Asia-Pacific equities weaker this morning.Gold and the yen rallied on Thursday, and US treasury yields are weaker this morning - signs of a pick-up in haven demand.
Base metals
The base metals are down by an average of 0.9% this morning and the tone in the market has weakened. Thursday morning saw initial dip-buying after Wednesday's weakness, but Thursday ended up seeing prices slump and there has been follow-through weakness this morning in quite high volume - considering China is closed - with 3,106 lots traded as of 6.10am London time.

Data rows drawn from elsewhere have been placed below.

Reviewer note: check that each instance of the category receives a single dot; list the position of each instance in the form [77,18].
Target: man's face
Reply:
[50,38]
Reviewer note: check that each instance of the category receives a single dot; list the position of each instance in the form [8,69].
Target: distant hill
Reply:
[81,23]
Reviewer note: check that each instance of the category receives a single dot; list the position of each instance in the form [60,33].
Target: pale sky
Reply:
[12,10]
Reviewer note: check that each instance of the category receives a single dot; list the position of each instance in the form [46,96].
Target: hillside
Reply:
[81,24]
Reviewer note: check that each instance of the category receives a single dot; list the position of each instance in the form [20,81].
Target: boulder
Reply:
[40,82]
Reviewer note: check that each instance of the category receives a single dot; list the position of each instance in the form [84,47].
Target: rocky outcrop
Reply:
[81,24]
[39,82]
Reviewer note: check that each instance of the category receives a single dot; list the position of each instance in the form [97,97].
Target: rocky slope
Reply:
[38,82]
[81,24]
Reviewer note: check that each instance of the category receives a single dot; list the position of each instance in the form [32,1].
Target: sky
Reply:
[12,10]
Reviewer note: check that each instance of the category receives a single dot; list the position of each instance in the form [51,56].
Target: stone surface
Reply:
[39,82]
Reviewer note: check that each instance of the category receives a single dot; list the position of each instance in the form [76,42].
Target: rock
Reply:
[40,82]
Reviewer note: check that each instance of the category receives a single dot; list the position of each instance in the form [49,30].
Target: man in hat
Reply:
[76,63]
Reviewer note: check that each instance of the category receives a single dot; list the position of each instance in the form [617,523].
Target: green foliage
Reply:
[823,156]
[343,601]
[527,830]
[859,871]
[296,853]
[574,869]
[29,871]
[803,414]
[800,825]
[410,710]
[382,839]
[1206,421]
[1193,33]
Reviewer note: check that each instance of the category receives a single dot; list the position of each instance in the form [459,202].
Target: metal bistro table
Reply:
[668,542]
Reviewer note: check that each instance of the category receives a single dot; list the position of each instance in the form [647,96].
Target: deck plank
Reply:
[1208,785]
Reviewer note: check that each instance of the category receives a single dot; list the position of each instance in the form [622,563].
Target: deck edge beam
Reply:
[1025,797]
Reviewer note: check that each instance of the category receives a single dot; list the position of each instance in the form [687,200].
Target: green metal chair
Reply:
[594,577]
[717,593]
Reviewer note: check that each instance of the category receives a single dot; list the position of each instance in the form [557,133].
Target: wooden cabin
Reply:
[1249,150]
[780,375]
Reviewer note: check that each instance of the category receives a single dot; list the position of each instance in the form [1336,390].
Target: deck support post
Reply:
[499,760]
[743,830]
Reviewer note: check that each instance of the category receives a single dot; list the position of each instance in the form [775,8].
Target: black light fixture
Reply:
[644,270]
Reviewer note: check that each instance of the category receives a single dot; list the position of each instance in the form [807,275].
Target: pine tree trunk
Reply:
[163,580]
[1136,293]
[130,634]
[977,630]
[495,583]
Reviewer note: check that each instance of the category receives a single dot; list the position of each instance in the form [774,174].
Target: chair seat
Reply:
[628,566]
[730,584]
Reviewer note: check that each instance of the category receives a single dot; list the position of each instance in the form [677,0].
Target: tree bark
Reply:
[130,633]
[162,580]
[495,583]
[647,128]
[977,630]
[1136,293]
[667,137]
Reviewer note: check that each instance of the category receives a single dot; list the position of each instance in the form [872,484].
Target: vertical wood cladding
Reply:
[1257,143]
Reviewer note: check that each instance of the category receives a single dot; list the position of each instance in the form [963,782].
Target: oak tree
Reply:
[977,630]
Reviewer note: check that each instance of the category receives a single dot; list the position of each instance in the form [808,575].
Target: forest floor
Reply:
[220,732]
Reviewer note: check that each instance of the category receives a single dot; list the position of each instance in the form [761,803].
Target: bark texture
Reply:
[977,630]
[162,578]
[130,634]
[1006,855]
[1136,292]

Lead led on the downside with a 1.2% drop to $2,090 per tonne, aluminium is off by 1.1% at $2,827.50 per tonne and copper is down by 0.7% at $8,883.50 per tonne. All the metals are either testing the lows from mid-September, or in the case of lead and nickel have already fallen below their earlier lows.
Precious metals
Spot gold was down by 0.2% at $1,752.22 per oz this morning, but it and the rest of the precious metals rallied strongly on Thursday, closing with gains averaging 2.1%. This morning, silver ($22.01 per oz) and platinum ($959.20 per oz) are down by 0.5% and 0.4% respectively, while palladium ($1,911.20 per oz) is up by 0.1%.
Wider markets
The yield on US 10-year treasuries has pulled back again and was recently at 1.48%, having been as high as 1.55% on Tuesday.
Asia-Pacific equities were weaker on Friday morning: the Nikkei (-2.16%), the ASX 200 (-2.13%) and the Kospi (-1.59%), while the Hang Seng and CSI 300 were closed.
Currencies
The US Dollar Index accelerated higher on Wednesday, paused on Thursday and was treading water this morning - it was recently at 94.29. Overhead resistance now lies in the 94.50-94.75 area.
The other major currencies were mixed: sterling (1.3459) and the Australian dollar (0.7213) were consolidating after weakness earlier in the week, the euro (1.1579) remains weak, and the Japanese yen (111.25) is firmer.
Key data
Friday has a busy economic agenda. Key data already in Japan out on Friday showed the unemployment rate dip to 2.8% in August, from 2.9% previously; the Tankan manufacturing survey for the third quarter climbed to 18, from 14; the final manufacturing purchasing managers' index (PMI) for September was 51.5, down from 52.7 in August; consumer confidence for September climbed to 37.8, from 36.7; and German retail sales climbed by 1.1% month on month in August, after a 5.1% fall in July.
Later today, manufacturing PMI data is out across Europe and the United States. There is also data on European Union consumer prices as well as US personal consumption expenditures, personal income, personal spending, construction spending, ISM manufacturing prices, revised University of Michigan consumer sentiment and inflationary expectations and total vehicle sales.
Friday's key themes and views
The sell-off is underway and given the headwinds that include the stronger dollar, the increased uncertainty in China about the impact of power shortages, higher energy costs around the globe and questions about the fallout from the Evergrande situation, market participants have a lot to think about. If equities sell off further, then we would expect that to weigh on the metals as well. But, as has been the trend for many quarters, we will have to wait to see if this dip once again attracts dip-buying.
Despite gold prices being lower this morning, Thursday's broad-based weakness in base metals and equities did seem to spark some pick-up in haven buying, so we would not be surprised to see gold work higher again.